De tal declaração, não terá o tribunal que tirar ilações, não podendo dirigir recomendações, muito menos, injunções à Administração, cabendo esta, em primeira linha de execução de julgado, extrair da decisão judicial as suas consequências lógicas necessárias, em ordem à reconstituição da situação actual hipotética, como se o acto ilegal não tivesse sido praticado.
Assim a pretensão do recorrente de que este tribunal fixe, desde já, um mais preciso critério do que o necessariamente indicado na decisão recorrida, sem discussão da sua melhor ou pior fundamentação, choca frontalmente contra os indicados princípios de base do contencioso administrativo.
No que tange ao recurso do MADRP, não temos por evidente, na situação dos autos, a existência de uma única indemnização a repartir, na percentagem indicada entre rendeiro e senhorio, de forma que a fixação do valor da indemnização de um tenha reflexos necessários sobre a indemnização do outro.

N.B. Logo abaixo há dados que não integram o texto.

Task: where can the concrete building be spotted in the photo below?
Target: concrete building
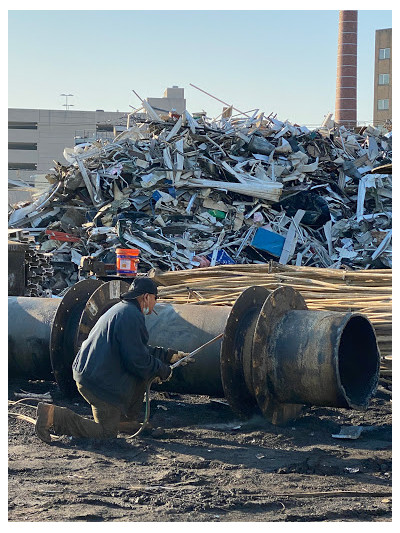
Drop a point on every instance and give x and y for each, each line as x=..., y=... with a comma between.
x=37, y=138
x=173, y=99
x=382, y=114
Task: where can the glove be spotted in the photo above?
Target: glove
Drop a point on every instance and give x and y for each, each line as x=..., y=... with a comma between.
x=180, y=355
x=164, y=374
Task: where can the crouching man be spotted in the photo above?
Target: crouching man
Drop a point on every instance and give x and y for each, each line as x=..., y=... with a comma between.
x=111, y=371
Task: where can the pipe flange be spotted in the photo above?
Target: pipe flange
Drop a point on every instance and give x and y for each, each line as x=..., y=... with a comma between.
x=243, y=314
x=279, y=302
x=99, y=302
x=63, y=331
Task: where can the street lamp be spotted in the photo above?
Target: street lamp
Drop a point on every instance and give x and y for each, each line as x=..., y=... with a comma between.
x=67, y=105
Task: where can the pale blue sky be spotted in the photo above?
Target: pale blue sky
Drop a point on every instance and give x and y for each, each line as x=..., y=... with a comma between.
x=280, y=61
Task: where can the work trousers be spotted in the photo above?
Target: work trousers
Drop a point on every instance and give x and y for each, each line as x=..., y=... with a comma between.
x=108, y=418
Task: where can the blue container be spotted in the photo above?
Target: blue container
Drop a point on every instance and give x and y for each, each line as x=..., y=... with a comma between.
x=268, y=241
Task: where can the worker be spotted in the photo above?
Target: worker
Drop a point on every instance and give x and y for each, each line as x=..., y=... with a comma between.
x=111, y=371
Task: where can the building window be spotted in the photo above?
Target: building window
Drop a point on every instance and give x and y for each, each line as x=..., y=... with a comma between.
x=383, y=104
x=22, y=125
x=22, y=166
x=104, y=127
x=384, y=53
x=22, y=146
x=383, y=79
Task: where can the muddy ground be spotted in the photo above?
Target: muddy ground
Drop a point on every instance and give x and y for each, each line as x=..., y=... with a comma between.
x=207, y=467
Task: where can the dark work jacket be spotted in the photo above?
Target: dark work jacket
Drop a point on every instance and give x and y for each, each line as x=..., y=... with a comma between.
x=116, y=355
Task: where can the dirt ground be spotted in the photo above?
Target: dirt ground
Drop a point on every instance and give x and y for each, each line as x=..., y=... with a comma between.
x=207, y=467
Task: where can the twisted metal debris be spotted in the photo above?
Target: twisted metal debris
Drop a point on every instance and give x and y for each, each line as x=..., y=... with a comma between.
x=196, y=192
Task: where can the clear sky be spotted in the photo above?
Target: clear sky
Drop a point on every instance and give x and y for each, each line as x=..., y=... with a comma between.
x=277, y=61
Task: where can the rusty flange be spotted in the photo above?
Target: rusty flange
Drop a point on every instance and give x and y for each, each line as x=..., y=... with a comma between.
x=63, y=331
x=278, y=303
x=237, y=346
x=99, y=302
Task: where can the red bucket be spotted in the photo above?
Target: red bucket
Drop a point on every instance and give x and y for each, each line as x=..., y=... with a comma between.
x=127, y=261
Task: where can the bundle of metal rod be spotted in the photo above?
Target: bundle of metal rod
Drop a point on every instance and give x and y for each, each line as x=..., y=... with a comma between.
x=275, y=356
x=364, y=291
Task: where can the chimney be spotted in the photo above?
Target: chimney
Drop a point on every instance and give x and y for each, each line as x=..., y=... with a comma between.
x=346, y=78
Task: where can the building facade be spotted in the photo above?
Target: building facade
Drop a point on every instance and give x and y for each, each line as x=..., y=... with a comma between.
x=173, y=99
x=382, y=115
x=37, y=138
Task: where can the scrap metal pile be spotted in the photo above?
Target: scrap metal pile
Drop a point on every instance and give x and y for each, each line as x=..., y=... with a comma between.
x=193, y=192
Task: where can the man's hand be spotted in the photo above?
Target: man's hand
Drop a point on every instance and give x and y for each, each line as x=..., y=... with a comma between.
x=180, y=355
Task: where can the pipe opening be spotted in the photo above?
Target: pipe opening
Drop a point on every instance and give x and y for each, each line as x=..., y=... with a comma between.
x=358, y=362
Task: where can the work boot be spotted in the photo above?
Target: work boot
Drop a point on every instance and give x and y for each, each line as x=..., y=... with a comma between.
x=44, y=421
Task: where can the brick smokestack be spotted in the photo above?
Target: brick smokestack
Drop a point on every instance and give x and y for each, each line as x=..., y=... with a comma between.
x=346, y=78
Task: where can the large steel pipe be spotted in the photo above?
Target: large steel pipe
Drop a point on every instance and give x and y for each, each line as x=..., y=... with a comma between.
x=37, y=324
x=275, y=357
x=29, y=328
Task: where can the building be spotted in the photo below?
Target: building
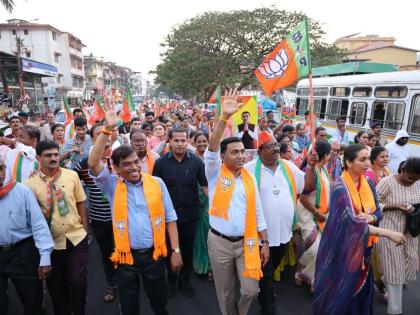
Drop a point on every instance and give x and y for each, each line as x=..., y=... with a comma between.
x=47, y=44
x=377, y=49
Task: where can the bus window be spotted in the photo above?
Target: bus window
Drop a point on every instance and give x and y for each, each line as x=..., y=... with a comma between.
x=302, y=92
x=362, y=91
x=391, y=91
x=302, y=106
x=340, y=91
x=337, y=108
x=390, y=113
x=415, y=115
x=358, y=114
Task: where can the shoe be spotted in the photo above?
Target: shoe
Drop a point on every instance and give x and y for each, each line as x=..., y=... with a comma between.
x=186, y=289
x=172, y=290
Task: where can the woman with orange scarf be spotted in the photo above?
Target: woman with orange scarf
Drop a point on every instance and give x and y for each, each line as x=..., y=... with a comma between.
x=343, y=277
x=312, y=213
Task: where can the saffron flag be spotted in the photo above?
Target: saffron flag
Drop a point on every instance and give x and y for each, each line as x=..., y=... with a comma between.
x=69, y=114
x=129, y=98
x=287, y=63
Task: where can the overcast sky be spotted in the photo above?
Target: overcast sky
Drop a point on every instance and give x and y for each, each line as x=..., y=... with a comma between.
x=129, y=32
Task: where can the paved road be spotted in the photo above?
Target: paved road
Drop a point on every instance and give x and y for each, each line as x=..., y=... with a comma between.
x=290, y=300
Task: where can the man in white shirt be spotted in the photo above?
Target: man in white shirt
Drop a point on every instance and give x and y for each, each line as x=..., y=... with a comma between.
x=228, y=234
x=21, y=162
x=279, y=206
x=46, y=129
x=340, y=132
x=398, y=151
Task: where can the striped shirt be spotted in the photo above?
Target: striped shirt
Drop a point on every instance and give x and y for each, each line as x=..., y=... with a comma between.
x=99, y=209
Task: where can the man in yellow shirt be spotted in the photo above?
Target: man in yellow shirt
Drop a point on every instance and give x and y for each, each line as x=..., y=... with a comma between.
x=62, y=200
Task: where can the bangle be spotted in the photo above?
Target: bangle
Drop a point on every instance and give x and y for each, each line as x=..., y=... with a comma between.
x=223, y=120
x=106, y=132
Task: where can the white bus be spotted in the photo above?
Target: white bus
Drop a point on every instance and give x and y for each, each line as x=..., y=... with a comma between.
x=391, y=97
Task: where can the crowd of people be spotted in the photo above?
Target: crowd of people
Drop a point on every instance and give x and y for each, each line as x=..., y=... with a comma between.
x=170, y=195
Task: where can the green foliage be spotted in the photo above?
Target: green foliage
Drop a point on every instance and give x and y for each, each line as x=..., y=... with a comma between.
x=225, y=48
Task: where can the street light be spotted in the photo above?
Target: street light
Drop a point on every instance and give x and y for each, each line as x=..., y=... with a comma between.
x=18, y=52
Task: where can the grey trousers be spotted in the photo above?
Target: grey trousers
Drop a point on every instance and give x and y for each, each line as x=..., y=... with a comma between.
x=228, y=264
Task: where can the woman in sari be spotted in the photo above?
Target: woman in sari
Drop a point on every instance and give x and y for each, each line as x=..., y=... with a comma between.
x=201, y=259
x=312, y=212
x=343, y=276
x=378, y=171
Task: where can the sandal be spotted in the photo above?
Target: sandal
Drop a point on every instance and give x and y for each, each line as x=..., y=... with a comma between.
x=109, y=294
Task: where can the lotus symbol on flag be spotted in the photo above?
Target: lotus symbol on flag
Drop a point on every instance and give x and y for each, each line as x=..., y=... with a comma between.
x=275, y=67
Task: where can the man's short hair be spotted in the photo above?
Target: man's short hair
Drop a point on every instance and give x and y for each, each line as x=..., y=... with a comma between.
x=177, y=130
x=33, y=132
x=318, y=129
x=77, y=110
x=93, y=128
x=225, y=142
x=121, y=153
x=46, y=145
x=80, y=122
x=23, y=115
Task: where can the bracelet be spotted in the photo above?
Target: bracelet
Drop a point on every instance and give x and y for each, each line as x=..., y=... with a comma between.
x=106, y=132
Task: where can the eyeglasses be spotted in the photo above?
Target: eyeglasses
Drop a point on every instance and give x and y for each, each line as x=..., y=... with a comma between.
x=271, y=146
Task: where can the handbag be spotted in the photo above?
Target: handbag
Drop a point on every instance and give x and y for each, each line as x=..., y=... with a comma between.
x=413, y=220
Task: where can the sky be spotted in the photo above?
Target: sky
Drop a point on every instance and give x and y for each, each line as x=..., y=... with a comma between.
x=130, y=32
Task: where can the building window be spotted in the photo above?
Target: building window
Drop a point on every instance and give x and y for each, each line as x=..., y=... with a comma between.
x=390, y=113
x=358, y=114
x=415, y=115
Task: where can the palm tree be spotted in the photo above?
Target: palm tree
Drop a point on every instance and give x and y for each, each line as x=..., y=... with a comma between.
x=8, y=4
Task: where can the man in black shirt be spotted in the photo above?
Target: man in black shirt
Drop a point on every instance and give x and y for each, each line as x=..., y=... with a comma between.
x=182, y=172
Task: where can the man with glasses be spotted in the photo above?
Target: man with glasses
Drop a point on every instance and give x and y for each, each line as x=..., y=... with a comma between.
x=279, y=182
x=61, y=198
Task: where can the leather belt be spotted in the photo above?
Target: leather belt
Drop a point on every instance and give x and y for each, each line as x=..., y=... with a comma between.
x=6, y=248
x=229, y=238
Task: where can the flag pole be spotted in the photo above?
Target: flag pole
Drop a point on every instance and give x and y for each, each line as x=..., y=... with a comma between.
x=311, y=111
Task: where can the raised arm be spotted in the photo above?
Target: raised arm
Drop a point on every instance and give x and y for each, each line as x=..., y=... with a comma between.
x=230, y=107
x=95, y=156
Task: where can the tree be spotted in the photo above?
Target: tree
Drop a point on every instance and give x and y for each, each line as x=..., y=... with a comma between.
x=225, y=48
x=8, y=5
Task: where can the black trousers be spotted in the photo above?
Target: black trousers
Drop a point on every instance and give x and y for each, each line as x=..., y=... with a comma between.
x=20, y=265
x=105, y=239
x=154, y=283
x=186, y=234
x=67, y=283
x=266, y=295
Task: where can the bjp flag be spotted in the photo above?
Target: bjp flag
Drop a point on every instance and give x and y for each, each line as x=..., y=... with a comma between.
x=287, y=63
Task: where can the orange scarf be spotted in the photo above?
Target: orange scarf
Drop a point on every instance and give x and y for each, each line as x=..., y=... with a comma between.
x=150, y=162
x=153, y=195
x=321, y=199
x=220, y=206
x=362, y=198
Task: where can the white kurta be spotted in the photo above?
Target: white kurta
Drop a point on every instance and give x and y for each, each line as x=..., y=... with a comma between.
x=277, y=201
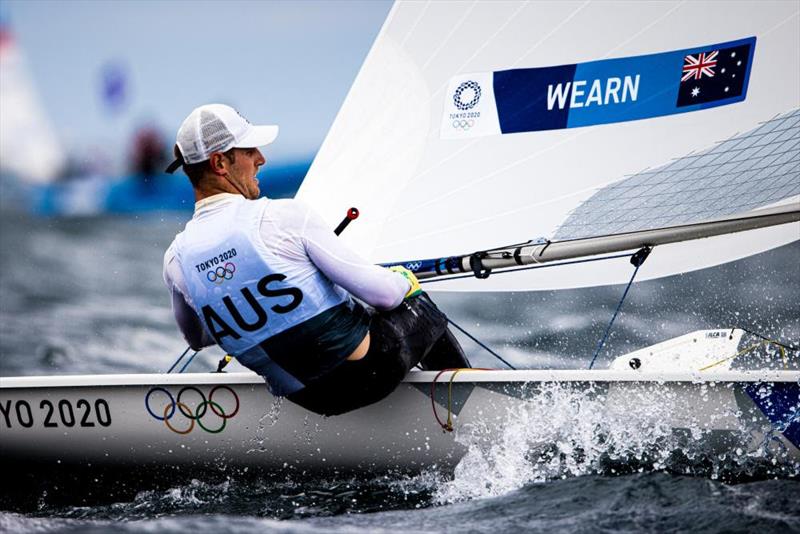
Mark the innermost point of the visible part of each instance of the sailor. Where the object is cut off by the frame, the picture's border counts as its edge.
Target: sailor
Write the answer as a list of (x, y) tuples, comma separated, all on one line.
[(271, 284)]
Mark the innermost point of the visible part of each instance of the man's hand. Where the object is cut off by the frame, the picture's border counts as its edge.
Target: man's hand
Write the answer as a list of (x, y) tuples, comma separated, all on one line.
[(415, 290)]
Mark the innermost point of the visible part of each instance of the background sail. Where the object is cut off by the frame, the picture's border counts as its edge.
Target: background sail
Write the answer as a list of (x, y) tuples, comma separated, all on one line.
[(423, 193), (28, 146)]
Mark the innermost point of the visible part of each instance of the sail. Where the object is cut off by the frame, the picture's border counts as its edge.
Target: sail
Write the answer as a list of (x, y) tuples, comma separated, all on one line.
[(28, 145), (478, 124)]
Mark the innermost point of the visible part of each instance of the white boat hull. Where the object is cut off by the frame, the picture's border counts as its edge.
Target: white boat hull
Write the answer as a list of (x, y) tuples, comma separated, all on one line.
[(120, 419)]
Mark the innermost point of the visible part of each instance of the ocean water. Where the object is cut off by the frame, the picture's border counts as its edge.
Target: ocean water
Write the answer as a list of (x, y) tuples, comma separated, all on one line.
[(85, 296)]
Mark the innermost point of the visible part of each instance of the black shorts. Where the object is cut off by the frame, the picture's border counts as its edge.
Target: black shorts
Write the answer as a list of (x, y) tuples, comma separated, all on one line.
[(414, 332)]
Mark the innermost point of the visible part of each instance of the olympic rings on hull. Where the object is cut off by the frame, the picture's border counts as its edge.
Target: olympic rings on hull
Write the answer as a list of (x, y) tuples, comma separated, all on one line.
[(221, 273), (178, 405)]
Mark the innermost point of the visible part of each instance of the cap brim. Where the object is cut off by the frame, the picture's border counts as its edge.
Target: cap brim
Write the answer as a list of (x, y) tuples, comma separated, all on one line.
[(258, 136)]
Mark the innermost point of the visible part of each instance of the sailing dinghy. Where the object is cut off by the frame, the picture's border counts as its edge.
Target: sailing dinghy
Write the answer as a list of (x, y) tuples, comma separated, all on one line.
[(669, 128)]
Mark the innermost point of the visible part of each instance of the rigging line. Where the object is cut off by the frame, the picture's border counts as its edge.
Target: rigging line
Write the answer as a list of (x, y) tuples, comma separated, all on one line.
[(483, 345), (502, 27), (550, 33), (189, 361), (778, 25), (429, 303), (455, 27), (179, 359), (416, 23), (765, 338), (640, 32), (616, 312), (528, 268)]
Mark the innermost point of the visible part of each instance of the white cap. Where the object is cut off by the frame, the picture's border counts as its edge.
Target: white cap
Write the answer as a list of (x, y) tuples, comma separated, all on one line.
[(217, 128)]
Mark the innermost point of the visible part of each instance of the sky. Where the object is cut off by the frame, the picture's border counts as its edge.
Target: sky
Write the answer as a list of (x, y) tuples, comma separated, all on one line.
[(289, 63)]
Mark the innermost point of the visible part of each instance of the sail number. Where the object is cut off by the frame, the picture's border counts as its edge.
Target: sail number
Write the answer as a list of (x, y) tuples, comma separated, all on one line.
[(56, 414)]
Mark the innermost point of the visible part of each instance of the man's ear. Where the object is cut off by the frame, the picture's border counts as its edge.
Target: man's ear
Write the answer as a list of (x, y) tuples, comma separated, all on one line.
[(217, 161)]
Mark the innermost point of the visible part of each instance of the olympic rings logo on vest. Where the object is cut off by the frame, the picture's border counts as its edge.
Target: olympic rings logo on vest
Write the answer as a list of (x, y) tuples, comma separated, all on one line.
[(221, 273), (463, 124), (208, 413)]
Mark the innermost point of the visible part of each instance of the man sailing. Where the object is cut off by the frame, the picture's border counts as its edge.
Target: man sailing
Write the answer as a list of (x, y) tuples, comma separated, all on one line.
[(272, 285)]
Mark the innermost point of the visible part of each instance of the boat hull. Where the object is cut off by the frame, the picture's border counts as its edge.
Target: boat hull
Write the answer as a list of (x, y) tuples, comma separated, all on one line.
[(232, 420)]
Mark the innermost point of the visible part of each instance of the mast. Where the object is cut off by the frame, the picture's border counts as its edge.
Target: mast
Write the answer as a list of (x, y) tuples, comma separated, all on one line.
[(481, 263)]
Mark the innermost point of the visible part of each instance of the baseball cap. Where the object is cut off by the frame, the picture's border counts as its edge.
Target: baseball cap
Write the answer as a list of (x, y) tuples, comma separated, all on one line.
[(217, 128)]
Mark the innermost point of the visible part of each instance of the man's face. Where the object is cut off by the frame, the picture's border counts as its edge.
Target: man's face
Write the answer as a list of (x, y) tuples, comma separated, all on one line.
[(244, 168)]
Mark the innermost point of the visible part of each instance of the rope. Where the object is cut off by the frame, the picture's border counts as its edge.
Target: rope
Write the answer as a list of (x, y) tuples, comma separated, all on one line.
[(765, 338), (448, 425), (428, 302), (637, 264), (179, 359), (750, 348), (188, 361)]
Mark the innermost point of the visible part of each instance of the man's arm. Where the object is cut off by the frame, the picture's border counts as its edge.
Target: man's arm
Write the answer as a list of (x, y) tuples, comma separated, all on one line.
[(377, 286), (188, 322)]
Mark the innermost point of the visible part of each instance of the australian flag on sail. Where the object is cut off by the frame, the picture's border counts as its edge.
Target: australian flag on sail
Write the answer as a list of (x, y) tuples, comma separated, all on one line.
[(602, 91), (714, 75)]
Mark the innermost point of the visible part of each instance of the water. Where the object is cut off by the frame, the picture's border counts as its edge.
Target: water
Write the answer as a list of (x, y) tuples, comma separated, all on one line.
[(86, 296)]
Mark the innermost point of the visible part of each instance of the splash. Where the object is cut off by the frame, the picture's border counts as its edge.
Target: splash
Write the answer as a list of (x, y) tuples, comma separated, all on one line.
[(564, 432)]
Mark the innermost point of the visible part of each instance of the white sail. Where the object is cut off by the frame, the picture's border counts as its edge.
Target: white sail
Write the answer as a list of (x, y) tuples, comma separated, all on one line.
[(423, 145), (29, 147)]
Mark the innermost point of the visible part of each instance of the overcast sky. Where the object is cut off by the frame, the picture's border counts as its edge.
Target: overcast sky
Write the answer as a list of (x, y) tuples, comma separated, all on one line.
[(289, 63)]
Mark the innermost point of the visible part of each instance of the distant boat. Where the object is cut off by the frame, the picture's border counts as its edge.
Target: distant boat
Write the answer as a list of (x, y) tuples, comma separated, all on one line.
[(98, 195)]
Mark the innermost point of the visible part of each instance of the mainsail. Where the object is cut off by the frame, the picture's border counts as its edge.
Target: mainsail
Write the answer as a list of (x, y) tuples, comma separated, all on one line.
[(478, 124), (28, 145)]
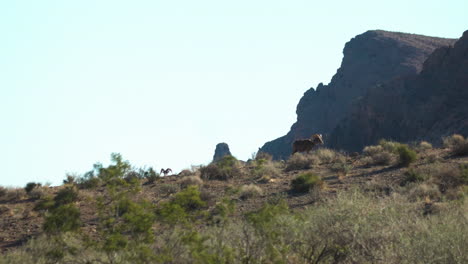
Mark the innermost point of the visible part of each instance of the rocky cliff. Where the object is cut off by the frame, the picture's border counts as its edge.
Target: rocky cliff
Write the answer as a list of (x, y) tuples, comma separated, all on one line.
[(370, 59), (424, 106)]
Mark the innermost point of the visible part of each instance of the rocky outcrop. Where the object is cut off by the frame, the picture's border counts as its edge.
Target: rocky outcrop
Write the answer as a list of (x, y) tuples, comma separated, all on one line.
[(424, 106), (370, 59), (222, 149)]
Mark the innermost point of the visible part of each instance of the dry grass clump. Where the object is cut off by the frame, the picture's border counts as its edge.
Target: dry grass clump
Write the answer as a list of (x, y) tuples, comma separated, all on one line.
[(224, 169), (301, 161), (424, 191), (9, 194), (191, 180), (249, 191), (378, 155), (457, 144), (424, 146), (306, 182), (326, 155), (265, 170), (449, 177), (167, 189)]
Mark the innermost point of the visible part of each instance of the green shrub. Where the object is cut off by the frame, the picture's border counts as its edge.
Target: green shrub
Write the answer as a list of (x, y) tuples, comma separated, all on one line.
[(301, 161), (191, 180), (457, 144), (30, 186), (66, 195), (226, 168), (424, 146), (412, 176), (151, 175), (406, 155), (306, 181), (265, 170), (249, 191), (378, 155), (62, 219)]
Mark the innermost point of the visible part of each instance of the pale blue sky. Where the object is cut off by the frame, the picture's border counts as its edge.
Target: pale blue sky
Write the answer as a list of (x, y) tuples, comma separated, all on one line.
[(162, 82)]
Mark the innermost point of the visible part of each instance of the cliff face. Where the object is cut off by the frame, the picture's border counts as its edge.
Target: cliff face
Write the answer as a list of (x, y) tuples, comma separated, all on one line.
[(369, 59), (424, 106)]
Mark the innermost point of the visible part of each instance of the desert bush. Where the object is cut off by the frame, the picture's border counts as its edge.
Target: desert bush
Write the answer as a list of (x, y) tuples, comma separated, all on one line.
[(249, 191), (449, 177), (306, 181), (3, 191), (70, 179), (406, 155), (10, 194), (420, 192), (224, 169), (30, 186), (150, 175), (66, 195), (265, 169), (191, 180), (64, 218), (377, 155), (37, 193), (457, 144), (301, 161), (424, 146), (325, 155), (341, 168), (433, 158), (412, 175), (168, 189), (182, 208)]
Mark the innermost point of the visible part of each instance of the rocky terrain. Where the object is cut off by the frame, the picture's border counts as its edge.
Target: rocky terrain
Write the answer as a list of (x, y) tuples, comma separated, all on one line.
[(370, 59), (423, 106)]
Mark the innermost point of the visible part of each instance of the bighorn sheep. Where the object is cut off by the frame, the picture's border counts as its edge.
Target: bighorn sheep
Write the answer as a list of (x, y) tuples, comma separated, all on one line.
[(306, 145), (165, 171)]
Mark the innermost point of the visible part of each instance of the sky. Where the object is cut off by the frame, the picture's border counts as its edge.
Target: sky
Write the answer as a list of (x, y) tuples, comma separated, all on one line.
[(162, 82)]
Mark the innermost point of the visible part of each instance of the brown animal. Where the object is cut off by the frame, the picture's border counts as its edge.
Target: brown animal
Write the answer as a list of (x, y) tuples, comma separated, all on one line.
[(306, 145), (165, 171)]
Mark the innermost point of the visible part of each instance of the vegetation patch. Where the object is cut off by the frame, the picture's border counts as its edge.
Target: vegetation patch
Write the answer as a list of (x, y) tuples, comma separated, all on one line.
[(306, 181)]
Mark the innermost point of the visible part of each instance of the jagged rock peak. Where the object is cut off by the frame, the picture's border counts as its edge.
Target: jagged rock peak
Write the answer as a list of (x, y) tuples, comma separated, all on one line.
[(222, 149)]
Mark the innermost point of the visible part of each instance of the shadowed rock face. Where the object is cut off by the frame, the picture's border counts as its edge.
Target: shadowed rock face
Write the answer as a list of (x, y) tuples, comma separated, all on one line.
[(370, 59), (424, 106), (222, 149)]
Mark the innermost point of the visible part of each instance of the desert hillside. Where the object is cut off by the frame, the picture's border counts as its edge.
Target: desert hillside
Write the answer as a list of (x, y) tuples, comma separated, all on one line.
[(391, 203)]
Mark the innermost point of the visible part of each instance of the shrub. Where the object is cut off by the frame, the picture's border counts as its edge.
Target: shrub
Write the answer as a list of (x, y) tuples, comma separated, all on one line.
[(264, 170), (66, 195), (70, 179), (3, 191), (301, 161), (457, 144), (449, 177), (226, 168), (412, 176), (325, 155), (423, 191), (30, 186), (306, 181), (341, 168), (151, 175), (406, 155), (62, 219), (191, 180), (424, 146), (249, 191), (168, 189), (377, 155)]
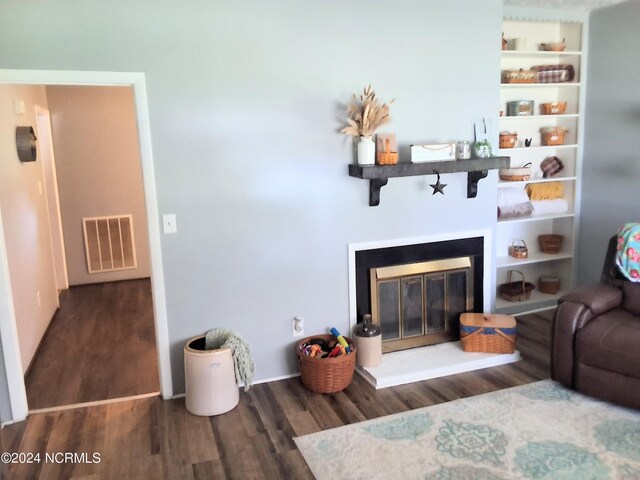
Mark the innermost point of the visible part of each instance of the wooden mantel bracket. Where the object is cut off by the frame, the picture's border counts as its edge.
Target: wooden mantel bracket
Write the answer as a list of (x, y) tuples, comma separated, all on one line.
[(379, 175), (472, 182), (375, 184)]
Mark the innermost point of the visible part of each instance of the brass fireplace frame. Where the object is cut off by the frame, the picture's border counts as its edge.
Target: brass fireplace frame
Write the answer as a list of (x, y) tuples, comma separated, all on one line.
[(419, 270)]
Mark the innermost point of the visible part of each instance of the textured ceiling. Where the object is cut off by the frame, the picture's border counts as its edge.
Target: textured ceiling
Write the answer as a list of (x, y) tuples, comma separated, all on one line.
[(582, 5)]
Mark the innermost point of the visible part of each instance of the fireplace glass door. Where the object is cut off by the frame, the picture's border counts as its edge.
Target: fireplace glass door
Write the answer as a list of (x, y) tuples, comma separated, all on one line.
[(420, 304)]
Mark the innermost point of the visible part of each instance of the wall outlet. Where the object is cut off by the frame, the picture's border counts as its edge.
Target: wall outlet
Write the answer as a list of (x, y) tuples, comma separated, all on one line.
[(298, 327)]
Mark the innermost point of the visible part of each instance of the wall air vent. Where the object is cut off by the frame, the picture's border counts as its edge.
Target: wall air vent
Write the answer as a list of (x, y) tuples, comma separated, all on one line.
[(109, 243)]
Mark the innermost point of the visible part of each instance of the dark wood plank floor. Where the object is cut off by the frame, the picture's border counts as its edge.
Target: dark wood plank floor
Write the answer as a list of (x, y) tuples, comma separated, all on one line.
[(152, 438), (101, 345)]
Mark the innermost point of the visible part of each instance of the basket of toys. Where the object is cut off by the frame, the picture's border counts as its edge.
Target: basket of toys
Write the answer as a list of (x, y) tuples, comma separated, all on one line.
[(326, 364)]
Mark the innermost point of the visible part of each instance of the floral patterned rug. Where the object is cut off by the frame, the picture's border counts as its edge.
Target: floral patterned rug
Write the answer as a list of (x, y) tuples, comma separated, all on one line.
[(538, 431)]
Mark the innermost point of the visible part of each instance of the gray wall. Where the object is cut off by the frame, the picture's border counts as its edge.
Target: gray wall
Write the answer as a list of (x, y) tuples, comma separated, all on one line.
[(245, 102), (611, 169)]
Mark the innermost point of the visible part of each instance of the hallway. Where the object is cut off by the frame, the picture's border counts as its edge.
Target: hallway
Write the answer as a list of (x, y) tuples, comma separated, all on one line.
[(100, 346)]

Se é certo que a indemnização por privação temporária a que se refere o art. 5º, n.º 4 do DL 199/88 é função do rendimento líquido dos bens durante o período em que o seu titular ficou privado do seu uso e fruição, devendo se repartida entre o arrendatário e os titulares de direitos reais, nos mesmos termos em que entre eles era repartido o rendimento líquido, também e nos termos do art. 14º, n.º4 do mesmo diploma legal, na redacção do DL 38/95 de 14-2, havendo arrendamento e restituição do prédio, a indemnização pela interrupção da posição de arrendamento será função do rendimento líquido apurado nos termos do art. 5º do mesmo diploma legal, cabendo ao senhorio do prédio um outro tipo de indemnização fundada, em exclusivo, no valor das rendas, como aliás se verifica na situação dos presentes autos. (Neste sentido, v.g., os acs. da Secção de 31-10-01 – rec. 4559 e do Pleno de 30-10-02 – rec. 46872)
Assim, a determinação da indemnização do senhorio, nos termos do disposto na citada disposição legal e mais legislação invocada no acórdão recorrido, em nada contende com a fixação da indemnização de outros titulares, designadamente do arrendatário.
Improcedem, assim as conclusões de ambos os recursos jurisdicionais.
Pelo exposto, concluímos que nenhum agravo foi produzido no acórdão recorrido, pelo que e reiterando tudo o mais aí julgado e que se insere na linha jurisprudencial dominante deste STA, como acima referido, acorda-se em negar provimento aos recursos jurisdicionais interpostos quer pela recorrente A..., quer pelo MADRP, confirmando-se, in totum, o acórdão recorrido.
Custas pela recorrente Sociedade, fixando-se a taxa de justiça em 400 euros sendo a procuradoria de metade.
Lisboa, 16 de Outubro de 2003.
João Cordeiro – Relator – Vitor Gomes – Santos Botelho - Rosendo José – António Samagaio – Azevedo Moreira – Isabel Jovita – Adelino Lopes – Abel Atanásio.